Un’anima scissa in due che si ricongiunge nella fotografia

Un’anima scissa in due che si ricongiunge nella fotografia

Ciao Lara. Intanto grazie per aver accettato questa intervista. Parlaci un po’ di te.

 

Grazie a voi di cuore per avermi dato la possibilità di raccontarvi un po’ di me. Ventiquattro anni, curiosa e ottimista da sempre, divoro con tutti e cinque i sensi quello che mi circonda, una sorta di spugna pronta ad assorbire quante più cose possibili.
Ho vissuto per qualche anno a Londra dove ho avuto modo di crescere sia professionalmente che umanamente: è una città che mette alla prova anche l’essere umano più temerario, ma è stata una sfida incredibile che tuttora consiglio a chiunque.
Sei anni fa inoltre ho coronato il mio sogno più grande, quello di poter studiare e conoscere meglio la fotografia. La vita poi mi ha portato verso altre strade (lavorativamente parlando) ma essa rimane una componente fondamentale di me, la macchina fotografica è sempre rimasta al mio fianco, pronta a catturare quello che i miei occhi non vogliono farsi sfuggire.

Il tuo è uno stile che riesce a unire note color pastello a una carica espressiva molto forte. Un’apparente dicotomia che sembra un elemento costante presente nelle tue foto. Cosa vuoi trasmettere attraverso i tuoi scatti?

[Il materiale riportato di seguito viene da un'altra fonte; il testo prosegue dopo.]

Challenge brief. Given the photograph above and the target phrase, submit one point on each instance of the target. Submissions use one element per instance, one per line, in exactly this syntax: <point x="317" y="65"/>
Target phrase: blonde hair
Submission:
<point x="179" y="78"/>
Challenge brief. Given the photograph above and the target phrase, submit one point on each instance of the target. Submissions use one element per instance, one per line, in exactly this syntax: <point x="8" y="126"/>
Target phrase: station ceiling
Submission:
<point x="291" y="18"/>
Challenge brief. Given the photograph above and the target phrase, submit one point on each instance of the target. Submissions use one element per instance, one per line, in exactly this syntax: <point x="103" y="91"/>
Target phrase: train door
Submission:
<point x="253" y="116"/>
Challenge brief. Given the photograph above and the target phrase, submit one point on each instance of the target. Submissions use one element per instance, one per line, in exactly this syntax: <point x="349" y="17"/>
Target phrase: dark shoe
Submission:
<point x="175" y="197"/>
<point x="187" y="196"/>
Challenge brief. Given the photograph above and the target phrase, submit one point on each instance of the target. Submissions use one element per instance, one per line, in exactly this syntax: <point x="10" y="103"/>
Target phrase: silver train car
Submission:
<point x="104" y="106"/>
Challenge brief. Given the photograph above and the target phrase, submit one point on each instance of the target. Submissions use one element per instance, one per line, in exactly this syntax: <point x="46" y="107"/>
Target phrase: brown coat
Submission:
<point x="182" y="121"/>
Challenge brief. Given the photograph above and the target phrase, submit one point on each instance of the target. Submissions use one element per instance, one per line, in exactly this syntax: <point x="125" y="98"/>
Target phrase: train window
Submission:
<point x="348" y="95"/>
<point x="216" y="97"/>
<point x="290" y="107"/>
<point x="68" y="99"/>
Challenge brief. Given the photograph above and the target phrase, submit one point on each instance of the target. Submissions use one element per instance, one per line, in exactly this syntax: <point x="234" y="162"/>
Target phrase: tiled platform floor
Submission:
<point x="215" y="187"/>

Mi piace pensare di riuscire a trasmettere una parte del mio essere. Quasi ad imprimere la mia personalità sull’immagine. La mia stessa indole è scissa in due parti piuttosto contrastanti fra loro (e tutti i Sagittario con ascendente Cancro mi capiranno), una più vivace e vigorosa e una più riservata e schiva.

Un’altra cosa che è emersa “studiando” il tuo profilo, è la passione per tutto ciò che riguarda la sfera della creatività. Sul tuo account Instagram compaiono spesso foto di libri o di disegni fatti da te. Hai partecipato a un’esposizione il cui tema era I Promessi Sposi rivisitati attraverso le immagini. Quali sono le influenze che più hanno pesato anche nel tuo modo di scattare?

Sicuramente l’aver frequentato il liceo artistico ha avuto un forte impatto su di me: sono sempre stata affascinata dall’arte in ogni sua forma e ho sempre cercato di perfezionare ed ampliare la mia conoscenza quanto possibile, cercando di non escludere alcun campo. Adoro la letteratura, per l’appunto, così come il disegno, il cinema, la cucina e, ovviamente, la fotografia. Non è raro infatti vedermi a zonzo per qualche museo con una fotocamera fra le mani, adoro immortalare le persone a contatto con l’arte: le loro reazioni, il loro modo di approcciarsi, spesso solitario e silenzioso.

Tu vivi a Milano, una città che si basa molto sull’immagine. È la capitale della moda e da lì partono molte delle tendenze che poi arriveranno nel resto di Italia. Come vivi la tua città, come un’opportunità o una sfida?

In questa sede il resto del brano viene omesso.